# Playin' in the water this weekend - misc vids



## JPs300 (Mar 23, 2011)

The first one was with the whole family, me, wife & 2 year old, going DEEP. Wasn't going to put it up on a wheelie with the little one on back. The rest are just misc clips from the following day w/o my daughter with us.


----------



## Polaris425 (Dec 16, 2004)

awesome vids!


----------



## speedman (Nov 3, 2010)

awesome me and ricky have to make a trip out there


----------



## JPs300 (Mar 23, 2011)

This was all right around my house, some literally in my back yard.


----------



## lilbigtonka (Dec 30, 2008)

Def looks wet out that way jp I need to make a trip your way also


----------



## brutemike (Mar 23, 2010)

Nice vids.....


----------



## Wfolsom (Oct 2, 2012)

Sweet !


----------



## JPs300 (Mar 23, 2011)

Thanks guys. Definitely a good time.


----------



## Vince00 (Sep 29, 2012)

Subscribed but I sure don't like not seeing any helmets.

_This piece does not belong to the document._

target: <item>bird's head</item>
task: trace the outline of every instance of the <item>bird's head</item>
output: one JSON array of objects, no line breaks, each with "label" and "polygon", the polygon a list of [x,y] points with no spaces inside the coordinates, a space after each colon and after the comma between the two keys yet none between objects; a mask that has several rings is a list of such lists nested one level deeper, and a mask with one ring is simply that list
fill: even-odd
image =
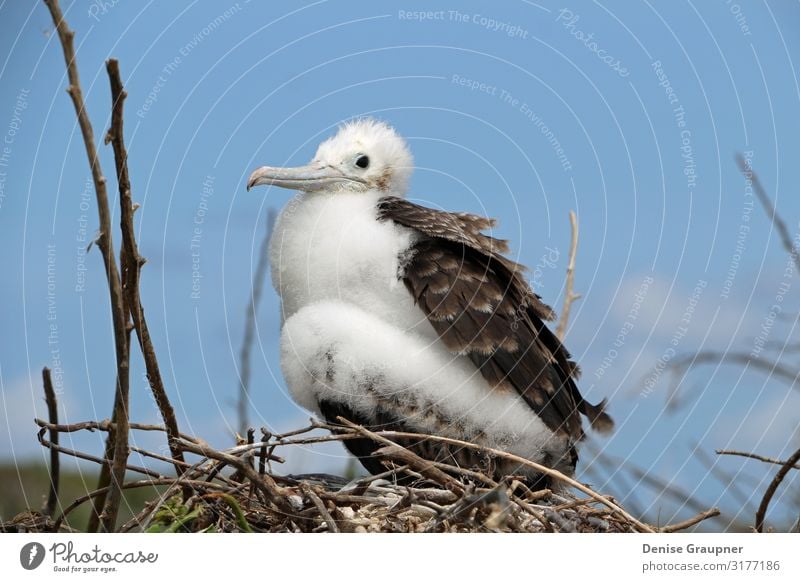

Sent from my iPad using Tapatalk HD


----------



## JPs300 (Mar 23, 2011)

"To each their own" on helmets. You could trip on a curb while walking and split your head open, so do you wear a helmet while walking around town? - I realize the statistics, and don't intentionally take uneccessary risks, but I don't live my life in a bubble either. 90% or more of our riding is low speed, often water like this. I'm all for wearing a lid when blasting trails, but not my thing in the water. 

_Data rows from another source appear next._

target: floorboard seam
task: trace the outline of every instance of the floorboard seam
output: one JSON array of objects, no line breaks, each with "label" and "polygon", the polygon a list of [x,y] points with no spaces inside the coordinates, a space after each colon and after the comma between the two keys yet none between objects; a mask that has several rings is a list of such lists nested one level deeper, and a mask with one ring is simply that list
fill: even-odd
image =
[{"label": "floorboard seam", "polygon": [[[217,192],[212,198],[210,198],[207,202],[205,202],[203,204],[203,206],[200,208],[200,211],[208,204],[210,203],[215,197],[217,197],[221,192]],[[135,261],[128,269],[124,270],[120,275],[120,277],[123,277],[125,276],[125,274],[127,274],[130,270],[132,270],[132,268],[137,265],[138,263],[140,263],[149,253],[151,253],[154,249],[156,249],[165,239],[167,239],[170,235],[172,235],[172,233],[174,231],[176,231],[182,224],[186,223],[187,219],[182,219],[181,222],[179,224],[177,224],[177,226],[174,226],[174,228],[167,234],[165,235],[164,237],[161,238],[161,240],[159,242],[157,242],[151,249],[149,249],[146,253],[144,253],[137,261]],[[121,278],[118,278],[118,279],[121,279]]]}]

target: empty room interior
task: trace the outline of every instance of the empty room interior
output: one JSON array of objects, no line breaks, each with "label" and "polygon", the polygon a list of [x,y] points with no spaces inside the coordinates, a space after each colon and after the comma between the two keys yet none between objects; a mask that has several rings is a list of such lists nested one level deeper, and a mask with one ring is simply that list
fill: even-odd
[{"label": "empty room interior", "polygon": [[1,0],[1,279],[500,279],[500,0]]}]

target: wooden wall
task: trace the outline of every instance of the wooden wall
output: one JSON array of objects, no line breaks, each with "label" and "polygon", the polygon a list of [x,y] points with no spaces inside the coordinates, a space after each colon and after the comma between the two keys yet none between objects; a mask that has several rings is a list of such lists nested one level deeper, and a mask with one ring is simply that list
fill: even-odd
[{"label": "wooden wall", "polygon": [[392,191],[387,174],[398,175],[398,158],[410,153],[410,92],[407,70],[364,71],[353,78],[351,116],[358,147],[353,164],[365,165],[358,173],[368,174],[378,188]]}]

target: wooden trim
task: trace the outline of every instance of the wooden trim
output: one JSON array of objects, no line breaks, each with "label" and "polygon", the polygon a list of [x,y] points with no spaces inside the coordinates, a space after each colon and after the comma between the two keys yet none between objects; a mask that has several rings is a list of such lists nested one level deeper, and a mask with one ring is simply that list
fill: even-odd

Those vids were recorded/posted by a friend, my youtube has several of our mudding vids.


----------



## Eight (Mar 24, 2010)

Makes me want to go ride. Can't wait for mudstock to be here. I also agree with JP on the whole helmet thing. For the type of riding I do, I feel they are more dangerous than not having one. Wierd I know, but I'd rather have peripheral vision than have a helmet for the riding I do. Now like JP said blasting down a trail real fast I'm all in for having one. My 2 cent


----------



## brutelaws29.5 (Apr 10, 2011)

sweet vids


----------



## filthyredneck (Feb 10, 2010)

Cool vids JP....been awhile since I've gotten on the computer, service on my phone has been crappy here lately and hasn't allowed me to load anything on youtube.


----------



## walker (Apr 5, 2009)

JPs300 said:


> "To each their own" on helmets. You could trip on a curb while walking and split your head open, so do you wear a helmet while walking around town? - I realize the statistics, and don't intentionally take uneccessary risks, but I don't live my life in a bubble either. 90% or more of our riding is low speed, often water like this. I'm all for wearing a lid when blasting trails, but not my thing in the water.
> 
> 
> Those vids were recorded/posted by a friend, my youtube has several of our mudding vids.

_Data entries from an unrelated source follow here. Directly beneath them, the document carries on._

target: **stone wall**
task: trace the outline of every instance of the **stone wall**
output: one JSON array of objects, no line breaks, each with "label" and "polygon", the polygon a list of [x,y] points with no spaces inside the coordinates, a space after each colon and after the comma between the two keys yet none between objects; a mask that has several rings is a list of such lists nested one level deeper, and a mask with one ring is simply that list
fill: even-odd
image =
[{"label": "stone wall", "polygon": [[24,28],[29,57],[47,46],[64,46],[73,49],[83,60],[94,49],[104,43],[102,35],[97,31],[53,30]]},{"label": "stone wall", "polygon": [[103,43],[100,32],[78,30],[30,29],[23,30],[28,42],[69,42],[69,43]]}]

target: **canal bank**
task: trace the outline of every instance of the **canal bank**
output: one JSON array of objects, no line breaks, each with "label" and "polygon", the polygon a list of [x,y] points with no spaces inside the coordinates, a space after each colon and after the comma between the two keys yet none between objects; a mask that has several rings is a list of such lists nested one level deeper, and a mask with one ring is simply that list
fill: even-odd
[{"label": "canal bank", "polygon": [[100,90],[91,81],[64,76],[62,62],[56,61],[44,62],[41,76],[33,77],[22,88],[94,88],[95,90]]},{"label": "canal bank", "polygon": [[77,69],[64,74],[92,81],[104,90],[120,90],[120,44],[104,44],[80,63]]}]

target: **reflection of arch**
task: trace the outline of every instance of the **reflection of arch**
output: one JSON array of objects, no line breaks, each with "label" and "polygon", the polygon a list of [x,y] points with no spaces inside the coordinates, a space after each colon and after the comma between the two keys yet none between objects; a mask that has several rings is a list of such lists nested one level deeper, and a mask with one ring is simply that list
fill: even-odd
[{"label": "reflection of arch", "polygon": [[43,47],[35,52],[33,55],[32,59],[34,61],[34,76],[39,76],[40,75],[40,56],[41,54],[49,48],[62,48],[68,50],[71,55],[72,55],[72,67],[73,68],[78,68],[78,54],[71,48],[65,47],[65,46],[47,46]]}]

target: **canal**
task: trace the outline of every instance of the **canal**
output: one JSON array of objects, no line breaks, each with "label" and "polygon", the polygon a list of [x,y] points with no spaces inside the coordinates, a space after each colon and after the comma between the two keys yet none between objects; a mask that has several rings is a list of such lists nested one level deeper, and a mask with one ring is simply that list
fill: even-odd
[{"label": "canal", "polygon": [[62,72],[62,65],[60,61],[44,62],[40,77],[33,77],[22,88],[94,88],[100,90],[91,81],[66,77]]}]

i agree . people are fast to tell someone to wear a helmet . i find they get in the way of my beverage drinking ..lol.. and as far as your lil 1 not wearing a helmet you seem like a person that has commen since . enough said on that issue .. if you get what i'm saying brotha


----------



## sinz (Sep 3, 2012)

whew that looked soooo close

u ever think about getting some higher snorkles ?


----------



## apmech (Oct 16, 2012)

Nice vids


----------



## JPs300 (Mar 23, 2011)

sinz said:


> whew that looked soooo close
> 
> u ever think about getting some higher snorkles ?


I have, but I have the 4" lift sitting in the garage waiting too, which will give me plenty.


----------